Sunday, September 30, 2018

South African Experience Shows Repressions Alone Won’t Save Russian System, Tetyokin Says


Paul Goble

            Staunton, September 29 – The experience of South Africa shows that repression will maintain a regime for some time but that it will ultimately prove self-defeating and lead to the overthrow or replacement of any government which thinks that it can rely on repression alone, according to Vyacheslav Tetyokin. 

            The KPRF Duma deputy says that he has been convinced of that by his experience in working for most of his career with African countries, many of whose leaders have assumed that repression is a sufficient response to popular discontent. All of those who have done so have ultimately been proved wrong (svpressa.ru/society/article/211651/).

            “The Russian ruling group,” Tetyokin says, “instead of curing the illnesses [of society] s trying to eliminate their symptoms. Any doctor will say that this is not simply useless but in fact harmful for the patient. But good sense is not the strongest characteristic of the ruling group” which has failed to recognize that its own policies are generating popular dissatisfaction.

            “The incomes of the population have been falling for more than four years in a row,” he continues. “Prices for products and medicines and the costs of communal services go up almost every day. There are more than 20 million living in poverty, and more than half of the population is poor.” 

            Expecting people driven into this situation by government policies to be supportive is “at a minimum not very far-sighted,” Tetyokin continues. In fact, as the case of South Africa’s apartheid government shows, it is an approach that will lead to a dead end and the end of the regime.

            The apartheid rulers “acted harshly,” killing dozens of demonstrators, imprisoning thousands, kidnapping opponents, and “’disappearing’” them.  That kept the regime in office longer than would otherwise have been the case, the African specialist says; but ultimately, these measures could do nothing in the face of the worsening of the situation of the people.

            The same will be true in Russia, he argues. Moreover, Russia’s rulers are behaving now in ways that resemble the actions of the apartheid rulers of South Africa in the past. On the one hand, they say they are promoting a middle class even as they make its life more difficult. And on the other, they blame all opposition of foreign influences and try to shut them out.

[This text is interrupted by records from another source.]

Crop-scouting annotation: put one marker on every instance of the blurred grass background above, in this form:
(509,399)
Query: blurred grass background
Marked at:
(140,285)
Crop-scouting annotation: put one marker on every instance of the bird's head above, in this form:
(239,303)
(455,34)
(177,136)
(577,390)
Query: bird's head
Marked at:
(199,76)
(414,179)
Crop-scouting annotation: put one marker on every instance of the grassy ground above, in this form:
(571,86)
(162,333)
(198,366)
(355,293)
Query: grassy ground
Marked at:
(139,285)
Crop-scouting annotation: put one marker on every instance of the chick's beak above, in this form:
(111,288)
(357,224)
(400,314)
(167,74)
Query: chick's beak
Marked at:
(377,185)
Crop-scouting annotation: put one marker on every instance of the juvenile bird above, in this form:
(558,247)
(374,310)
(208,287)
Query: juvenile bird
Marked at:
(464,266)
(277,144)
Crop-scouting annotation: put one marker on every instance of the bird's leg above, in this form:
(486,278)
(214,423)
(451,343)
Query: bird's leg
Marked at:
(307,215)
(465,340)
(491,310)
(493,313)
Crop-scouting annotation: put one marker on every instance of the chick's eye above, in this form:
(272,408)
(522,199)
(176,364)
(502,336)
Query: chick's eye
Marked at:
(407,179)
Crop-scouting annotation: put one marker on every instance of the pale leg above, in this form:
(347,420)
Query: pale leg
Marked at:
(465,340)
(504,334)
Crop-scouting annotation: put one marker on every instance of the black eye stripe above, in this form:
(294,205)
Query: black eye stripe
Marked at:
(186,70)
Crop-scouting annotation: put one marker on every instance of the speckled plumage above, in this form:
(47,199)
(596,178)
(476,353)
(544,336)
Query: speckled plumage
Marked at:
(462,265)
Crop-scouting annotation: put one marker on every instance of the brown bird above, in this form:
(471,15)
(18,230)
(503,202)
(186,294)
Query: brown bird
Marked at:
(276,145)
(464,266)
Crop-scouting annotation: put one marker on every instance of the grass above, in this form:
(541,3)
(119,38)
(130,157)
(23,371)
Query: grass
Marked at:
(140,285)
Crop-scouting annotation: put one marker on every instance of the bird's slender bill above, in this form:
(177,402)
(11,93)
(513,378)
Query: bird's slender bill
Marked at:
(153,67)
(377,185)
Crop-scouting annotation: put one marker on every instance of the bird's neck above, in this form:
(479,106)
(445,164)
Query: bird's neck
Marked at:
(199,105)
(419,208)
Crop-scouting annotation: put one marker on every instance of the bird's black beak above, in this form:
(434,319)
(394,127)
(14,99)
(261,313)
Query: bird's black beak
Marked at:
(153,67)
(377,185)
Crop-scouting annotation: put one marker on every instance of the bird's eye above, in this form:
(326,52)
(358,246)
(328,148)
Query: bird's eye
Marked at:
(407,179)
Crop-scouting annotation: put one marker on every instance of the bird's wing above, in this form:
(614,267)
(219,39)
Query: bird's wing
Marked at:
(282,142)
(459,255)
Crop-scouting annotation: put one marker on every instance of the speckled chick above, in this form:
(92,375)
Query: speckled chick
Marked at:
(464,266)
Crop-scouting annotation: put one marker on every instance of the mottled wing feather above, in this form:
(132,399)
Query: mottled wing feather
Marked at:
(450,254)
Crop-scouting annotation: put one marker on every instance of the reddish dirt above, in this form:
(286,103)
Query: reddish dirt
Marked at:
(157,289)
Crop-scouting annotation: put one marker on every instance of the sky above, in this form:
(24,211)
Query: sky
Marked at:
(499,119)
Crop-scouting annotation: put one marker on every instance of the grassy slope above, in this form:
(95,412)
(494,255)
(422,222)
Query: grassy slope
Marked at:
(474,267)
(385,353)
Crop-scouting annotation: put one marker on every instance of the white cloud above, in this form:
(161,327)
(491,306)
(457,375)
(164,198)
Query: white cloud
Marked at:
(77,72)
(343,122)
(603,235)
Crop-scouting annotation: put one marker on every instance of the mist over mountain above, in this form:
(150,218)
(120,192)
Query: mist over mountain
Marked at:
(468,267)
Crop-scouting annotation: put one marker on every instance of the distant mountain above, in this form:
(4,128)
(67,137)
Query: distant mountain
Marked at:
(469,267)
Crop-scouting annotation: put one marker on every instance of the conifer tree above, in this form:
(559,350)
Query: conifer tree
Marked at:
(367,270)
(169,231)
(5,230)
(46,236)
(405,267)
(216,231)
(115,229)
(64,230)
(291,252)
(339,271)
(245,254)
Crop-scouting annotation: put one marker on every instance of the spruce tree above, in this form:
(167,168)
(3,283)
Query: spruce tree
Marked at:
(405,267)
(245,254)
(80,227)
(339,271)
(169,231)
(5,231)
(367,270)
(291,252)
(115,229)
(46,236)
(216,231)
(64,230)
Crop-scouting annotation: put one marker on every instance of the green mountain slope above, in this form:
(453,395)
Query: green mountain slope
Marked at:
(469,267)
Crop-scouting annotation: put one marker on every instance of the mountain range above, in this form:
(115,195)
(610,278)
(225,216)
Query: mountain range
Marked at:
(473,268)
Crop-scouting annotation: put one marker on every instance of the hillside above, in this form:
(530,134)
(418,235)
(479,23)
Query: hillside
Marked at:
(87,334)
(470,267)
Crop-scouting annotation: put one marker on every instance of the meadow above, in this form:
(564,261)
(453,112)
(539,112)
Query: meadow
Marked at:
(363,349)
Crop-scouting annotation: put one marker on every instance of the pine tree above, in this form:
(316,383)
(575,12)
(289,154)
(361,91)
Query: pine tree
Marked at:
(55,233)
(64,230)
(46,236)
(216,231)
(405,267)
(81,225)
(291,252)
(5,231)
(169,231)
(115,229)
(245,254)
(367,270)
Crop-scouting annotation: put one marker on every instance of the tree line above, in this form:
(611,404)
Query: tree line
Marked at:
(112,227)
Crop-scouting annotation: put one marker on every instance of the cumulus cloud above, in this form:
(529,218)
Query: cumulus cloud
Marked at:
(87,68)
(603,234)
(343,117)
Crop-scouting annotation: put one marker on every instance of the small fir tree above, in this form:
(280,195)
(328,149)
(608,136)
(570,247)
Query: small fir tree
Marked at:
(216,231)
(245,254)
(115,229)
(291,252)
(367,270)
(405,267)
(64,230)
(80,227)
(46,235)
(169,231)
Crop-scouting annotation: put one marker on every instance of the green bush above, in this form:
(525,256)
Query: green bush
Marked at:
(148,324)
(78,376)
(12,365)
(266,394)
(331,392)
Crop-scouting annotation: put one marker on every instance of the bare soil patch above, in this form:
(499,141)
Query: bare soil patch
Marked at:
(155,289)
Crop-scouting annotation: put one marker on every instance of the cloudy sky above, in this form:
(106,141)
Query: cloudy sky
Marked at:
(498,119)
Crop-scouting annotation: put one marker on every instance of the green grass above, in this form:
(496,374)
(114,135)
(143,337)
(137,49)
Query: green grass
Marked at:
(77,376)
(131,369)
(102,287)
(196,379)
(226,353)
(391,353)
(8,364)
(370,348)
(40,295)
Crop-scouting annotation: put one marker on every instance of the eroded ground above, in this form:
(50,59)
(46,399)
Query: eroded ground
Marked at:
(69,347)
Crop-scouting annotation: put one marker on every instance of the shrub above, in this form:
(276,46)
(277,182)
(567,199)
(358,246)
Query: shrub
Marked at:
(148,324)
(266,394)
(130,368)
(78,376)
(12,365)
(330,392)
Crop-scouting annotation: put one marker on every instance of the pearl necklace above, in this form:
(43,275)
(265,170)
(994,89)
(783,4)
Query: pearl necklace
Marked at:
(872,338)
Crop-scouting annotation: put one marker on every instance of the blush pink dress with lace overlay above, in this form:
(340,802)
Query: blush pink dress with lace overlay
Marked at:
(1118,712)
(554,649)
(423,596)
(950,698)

            But “the main source of protest” in South Africa in the past and in Russia today is “the continuing worsening of life” of the populations under their respective control.  “The most ‘revolutionary’ factor was in my view [then and now] he socio-economic policy of the authorities … People were driven to despair” and “radicalized.”

            The lesson of South Africa is clear, even if it is one Russia’s current rulers haven’t learned, Tetyokin continues. Intensifying repression is not going to work: Instead, “it will inevitably lead to a social explosion.” And “if the people begin to move – and the results of the recent elections in Russia suggest this is happening – then now power will be able to hold them off.”